All of the below scenarios assume that a packet capture taken on the proxy shows SYN packets sent from the proxy to the server IP address, with no SYN,ACK responses.
Typically, the browser and/or event logs show a tcp_error, this means the upstream network is not responding to the proxy. This article elaborates on the following related article: Error: "Network error (tcp_error)" when browsing the Internet; 503 error returned to the client, focusing here on the situation where bypassing the proxy resolves the issue, which due to the superficial logic, tends to lead customers down the wrong line of investigation.
This article lists the most common causes of this, in order to help the customer to investigate in the right direction. This is important since in cases like this, the proxy is already doing all it can to make the connection. Even though this scenario very clearly indicates an issue with either the upstream network, or an upstream device or even the server itself, very often users are still able to access the site when bypassing the proxy, and so ignore the packet capture evidence and focus incorrectly on the proxy.

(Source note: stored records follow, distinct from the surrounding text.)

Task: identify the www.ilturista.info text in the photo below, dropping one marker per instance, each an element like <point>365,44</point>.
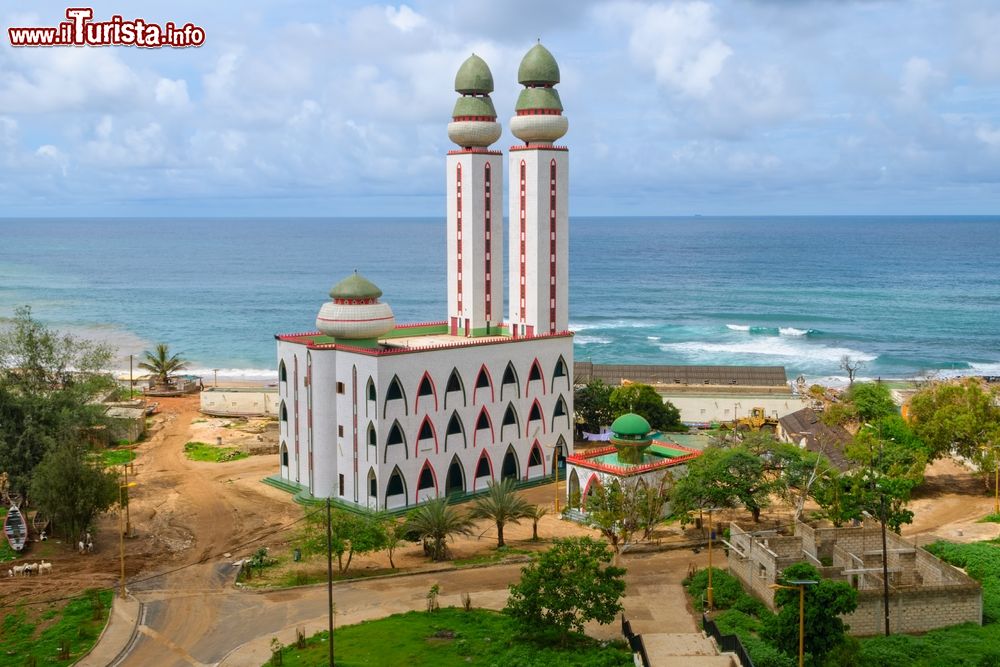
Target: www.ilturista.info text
<point>81,30</point>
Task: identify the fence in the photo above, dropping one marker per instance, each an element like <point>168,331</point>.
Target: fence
<point>635,642</point>
<point>727,643</point>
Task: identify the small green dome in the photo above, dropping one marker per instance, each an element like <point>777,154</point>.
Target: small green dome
<point>630,424</point>
<point>468,105</point>
<point>474,77</point>
<point>355,286</point>
<point>538,68</point>
<point>538,98</point>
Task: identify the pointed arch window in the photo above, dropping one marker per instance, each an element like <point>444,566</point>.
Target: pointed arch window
<point>395,392</point>
<point>453,388</point>
<point>454,431</point>
<point>560,371</point>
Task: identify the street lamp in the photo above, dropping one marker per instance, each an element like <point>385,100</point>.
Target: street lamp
<point>121,534</point>
<point>711,537</point>
<point>800,584</point>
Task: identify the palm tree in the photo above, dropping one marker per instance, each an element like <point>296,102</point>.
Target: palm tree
<point>535,514</point>
<point>435,520</point>
<point>501,505</point>
<point>162,364</point>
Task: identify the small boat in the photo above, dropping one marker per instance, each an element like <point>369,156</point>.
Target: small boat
<point>15,528</point>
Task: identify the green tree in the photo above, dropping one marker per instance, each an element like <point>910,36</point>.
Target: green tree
<point>961,416</point>
<point>71,487</point>
<point>592,404</point>
<point>48,383</point>
<point>570,584</point>
<point>724,477</point>
<point>824,603</point>
<point>871,401</point>
<point>162,364</point>
<point>643,400</point>
<point>501,504</point>
<point>436,521</point>
<point>350,534</point>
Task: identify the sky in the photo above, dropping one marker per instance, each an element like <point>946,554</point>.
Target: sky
<point>322,108</point>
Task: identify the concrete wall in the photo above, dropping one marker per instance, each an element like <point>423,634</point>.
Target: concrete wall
<point>925,592</point>
<point>243,402</point>
<point>709,407</point>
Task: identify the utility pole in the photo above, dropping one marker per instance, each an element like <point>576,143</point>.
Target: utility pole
<point>329,574</point>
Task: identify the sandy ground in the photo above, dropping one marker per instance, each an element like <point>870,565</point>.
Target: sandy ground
<point>191,520</point>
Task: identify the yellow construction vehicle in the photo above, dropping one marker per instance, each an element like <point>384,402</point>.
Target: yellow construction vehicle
<point>757,420</point>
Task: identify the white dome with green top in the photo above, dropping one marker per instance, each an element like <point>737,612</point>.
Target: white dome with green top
<point>474,120</point>
<point>538,113</point>
<point>355,312</point>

All of these causes have been seen, some of them very often, in real-life production networks, and are worth investigating when the proxy gets no response to its SYN calls, even if bypassing the proxy resolves it.
1- Statistically, the most common point of failure is a firewall.
This is not an exhaustive list, but issues seen include:
2- Web server issues that are resolved when bypassing the proxy.
3- Routing problems on the network.
4- Other upstream devices - web categorizing, filtering or scanning devices and agents can drop SYN packets at random due to software bugs.